Aging and our new prospects for longevity.
Had you been born in the year 1850, no one would have expected you to live much past the age of 38. The life expectancy of a newborn in 1925 was still only 57 years. Today, our young ones may live well past the projected average age of 78.
Those are some terrific leaps in life expectancy, and the extra years represent the ultimate gift of modern medicine. Researchers are now on the cusp of therapies to extend our lives ever longer.
The Road Keeps Getting Longer
Remember that no one dies of old age; we die of diseases. Earlier extensions in life-span averages came thanks to antibiotics, advances in medicine and better health programs. In addition to curbing "early mortality," science also has helped us affect late mortality by making it possible to live with or even beat diseases like cancer.
Life-span extension has been on the radar of the scientific community for only 15 to 20 years. And during the past 10 years we've seen quantum leaps due to a better understanding of genetics. "Aging stopped being something that happens to us and started being something we could not only describe but actually understand the molecular basis of," says Dr. Felipe Sierra, director of the Biology of Aging program at the National Institute on Aging (NIA). Sierra's program funds most of the basic biological research on longevity.

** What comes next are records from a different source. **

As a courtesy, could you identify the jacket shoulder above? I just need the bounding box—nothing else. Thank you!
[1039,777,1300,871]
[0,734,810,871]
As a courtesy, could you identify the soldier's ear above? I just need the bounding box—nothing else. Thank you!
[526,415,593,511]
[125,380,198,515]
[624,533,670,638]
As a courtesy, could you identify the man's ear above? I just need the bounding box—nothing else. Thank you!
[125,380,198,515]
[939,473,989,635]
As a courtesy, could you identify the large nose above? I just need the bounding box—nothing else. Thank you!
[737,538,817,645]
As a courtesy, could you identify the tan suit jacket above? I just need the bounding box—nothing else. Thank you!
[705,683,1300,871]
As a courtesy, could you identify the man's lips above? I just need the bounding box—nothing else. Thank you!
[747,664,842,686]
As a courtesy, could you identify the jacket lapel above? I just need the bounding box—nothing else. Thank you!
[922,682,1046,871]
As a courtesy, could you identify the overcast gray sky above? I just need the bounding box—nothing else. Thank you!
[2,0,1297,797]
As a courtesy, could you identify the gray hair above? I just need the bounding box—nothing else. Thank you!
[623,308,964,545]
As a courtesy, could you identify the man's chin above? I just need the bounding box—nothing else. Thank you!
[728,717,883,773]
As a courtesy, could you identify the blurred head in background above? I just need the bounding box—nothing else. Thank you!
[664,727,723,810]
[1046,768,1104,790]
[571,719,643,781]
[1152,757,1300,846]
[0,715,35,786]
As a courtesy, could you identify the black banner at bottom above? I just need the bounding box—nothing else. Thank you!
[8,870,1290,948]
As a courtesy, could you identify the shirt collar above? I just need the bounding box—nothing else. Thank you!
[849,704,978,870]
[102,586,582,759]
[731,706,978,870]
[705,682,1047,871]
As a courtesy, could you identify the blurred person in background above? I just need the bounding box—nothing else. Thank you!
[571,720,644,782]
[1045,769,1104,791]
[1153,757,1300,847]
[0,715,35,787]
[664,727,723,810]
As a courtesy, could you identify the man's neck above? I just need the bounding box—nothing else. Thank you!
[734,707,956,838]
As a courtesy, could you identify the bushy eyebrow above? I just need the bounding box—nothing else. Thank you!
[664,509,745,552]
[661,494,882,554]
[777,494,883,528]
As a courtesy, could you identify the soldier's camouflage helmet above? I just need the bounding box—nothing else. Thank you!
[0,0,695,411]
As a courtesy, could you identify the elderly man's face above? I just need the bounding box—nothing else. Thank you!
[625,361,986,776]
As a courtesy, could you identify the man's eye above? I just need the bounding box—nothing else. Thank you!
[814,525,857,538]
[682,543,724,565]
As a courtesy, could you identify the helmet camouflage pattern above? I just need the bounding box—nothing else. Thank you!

One researcher on the path is Dr. Lenny Guarente, professor of biology at MIT and author of Ageless Quest: One Scientist's Search for Genes That Prolong Youth. Building on earlier yeast studies, Guarente and fellow researchers found eight years ago that a gene called SIR2 could extend life span in roundworms.
He explains in simple terms, "If, by genetics, you move an extra copy of the SIR2 gene into a host—whether it's a roundworm, yeast or a fruit fly—the host lives longer. Conversely, if you knock the gene out, they live shorter."
Mammals have seven SIR2-like genes now known as sirtuins, and Guarente believes this gene pathway may provide the key to governing longevity in mammals. "The one sirtuin everyone is interested in now, the top dog, is SIRT1," Guarente says. "It's hard to believe that one gene could be so dominant in something like aging, but SIRT1 is shown to do so many important things in cells. It's just counterintuitive that something would have broad benefit against several diseases." But SIRT1 and its sirtuin brethren appear to pack a powerful punch.
A True Silver Bullet?
Granted, it's a long way up the life-form chain from roundworms to mice (the first mammals being tested) to people. But all mammals share the sirtuin gene set, and these genes appear to be responsible for preserving the lives of cells.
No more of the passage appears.